To convince the unbanked that Digital Financial Services (DFS) can be an alternative solution to conduct more reliable and convenient financial transactions, we need to start by enabling this segment to experience the service first-hand.
This is why e-MITRA and Indosat joined forces to set up a pilot for DFS ecosystem development in Pamijahan, a sub-district of Bogor, West Java, replacing cash with digital money.
This practical implementation is expected to provide useful insights related to the community’s perception toward DFS. In turn, this can ignite the development of a sustainable “cashless” society ecosystem.
e-MITRA and Indosat work alongside local Microfinance Institution (MFI) named Baytul Ikhtiar (BAIK), which currently has more than 31,000 women as members – about 2,000 of whom are located in Pamijahan.
BAIK offers loans to their members without requiring any fixed assets as collateral. The average weekly loan repayment for each member is less than IDR 150,000. The average transaction amount fits under the current e-money regulation issued by Bank Indonesia (BI). BI allows e-money transaction up to IDR 1 million for unregistered e-money users and up to of IDR 5 million for registered e-money users within the monthly limit balance.
BAIK members regularly place deposits and receive loans in cash. Field officers collect the weekly loan installments in the field and deliver the money to the nearest BAIK branch. These daily activities subject officers to theft and injury since they have to carry the cash along the way.
BAIK selected around 250 members with mobile phones and zero non-performing loans to participate in the DFS ecosystem development pilot. These two requirements are crucial in this initial stage because we want to make sure we are working with participants who are familiar with financial transactions, make routine payments every week, and have a certain discipline in managing cash. Participants are also encouraged not to cash-out in order to help build the DFS ecosystem.
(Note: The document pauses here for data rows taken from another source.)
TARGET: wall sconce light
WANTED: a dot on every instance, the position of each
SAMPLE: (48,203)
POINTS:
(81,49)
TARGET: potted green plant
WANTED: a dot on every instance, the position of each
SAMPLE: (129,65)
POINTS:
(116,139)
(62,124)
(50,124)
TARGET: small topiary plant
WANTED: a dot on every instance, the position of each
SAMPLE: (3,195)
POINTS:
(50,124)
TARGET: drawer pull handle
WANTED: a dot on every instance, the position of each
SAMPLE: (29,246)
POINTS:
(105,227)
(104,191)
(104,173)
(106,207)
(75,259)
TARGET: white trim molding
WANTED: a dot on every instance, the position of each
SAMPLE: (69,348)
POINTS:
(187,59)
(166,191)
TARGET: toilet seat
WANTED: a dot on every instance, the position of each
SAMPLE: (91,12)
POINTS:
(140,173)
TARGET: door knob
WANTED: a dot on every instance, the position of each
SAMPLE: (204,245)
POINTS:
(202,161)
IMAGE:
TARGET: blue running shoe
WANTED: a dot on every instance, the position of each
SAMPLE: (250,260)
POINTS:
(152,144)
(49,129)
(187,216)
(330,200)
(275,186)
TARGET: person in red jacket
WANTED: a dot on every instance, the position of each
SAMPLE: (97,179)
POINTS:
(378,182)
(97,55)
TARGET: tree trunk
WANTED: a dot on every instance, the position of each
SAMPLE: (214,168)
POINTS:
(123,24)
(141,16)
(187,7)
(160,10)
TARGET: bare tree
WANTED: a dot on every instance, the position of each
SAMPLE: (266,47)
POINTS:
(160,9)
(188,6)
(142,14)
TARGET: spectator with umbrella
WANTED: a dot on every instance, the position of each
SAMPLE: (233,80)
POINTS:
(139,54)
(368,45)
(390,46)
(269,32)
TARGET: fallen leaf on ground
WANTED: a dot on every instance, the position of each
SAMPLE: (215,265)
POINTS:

Our expectation is that these pilot participants will ultimately become mobile money ambassadors for their family and communities.
First encounters: managing a mobile wallet
For the kick-off event, we gathered ten women between the ages of 25-50 years old from a selected BAIK branch in Cibening, Pamijahan. Three of these women share their mobile phone with other family members and typically only use the phone for voice calls and text messages.
At one of the member’s houses, we introduced the concept of a mobile wallet with an emphasis on the idea that the value of e-money is equal to the value of conventional money; stressing this point was important because some of them compare e-money with airtime value. (In this district, airtime of IDR 10,000 is normally purchase around IDR 11,000-IDR 13,000, so the value after purchase is different.)
When we asked these members about their regular spending habits, most said they use their money to purchase household commodities (such as sugar, milk, and toothpaste) and to top-up airtime from local convenient stores/airtime re-sellers nearby. For larger transactions amounts (up to IDR 250,000), they usually go to local modern retail chains such as Alfamart and Indomart, which are present within 15-30 minutes walking distance. In this pilot, the modern retail chains are also expected to be the cash-in and cash-out point.
The women were interested in learning about the digital money service, although they did have a bit of initial difficulty in memorizing the steps and the password to execute the transaction. Most questions raised were around cash-in and cash-out location, consumer complaint handling, and merchant partners. Some participants were quick to see the potential behind business as an airtime re-seller since the mobile functionalities allow them to purchase airtime for someone else–even for other cellular service operators.
All in all, the introduction to Indosat’s DFS initiative was well received and participants were very excited about the possibilities – a good sign as we continue to lay the bricks as a foundation for the digital village.
This post is the second installment of an ongoing blog series following the journey of the women of Pamijahan as they make the transition from cash to digital money.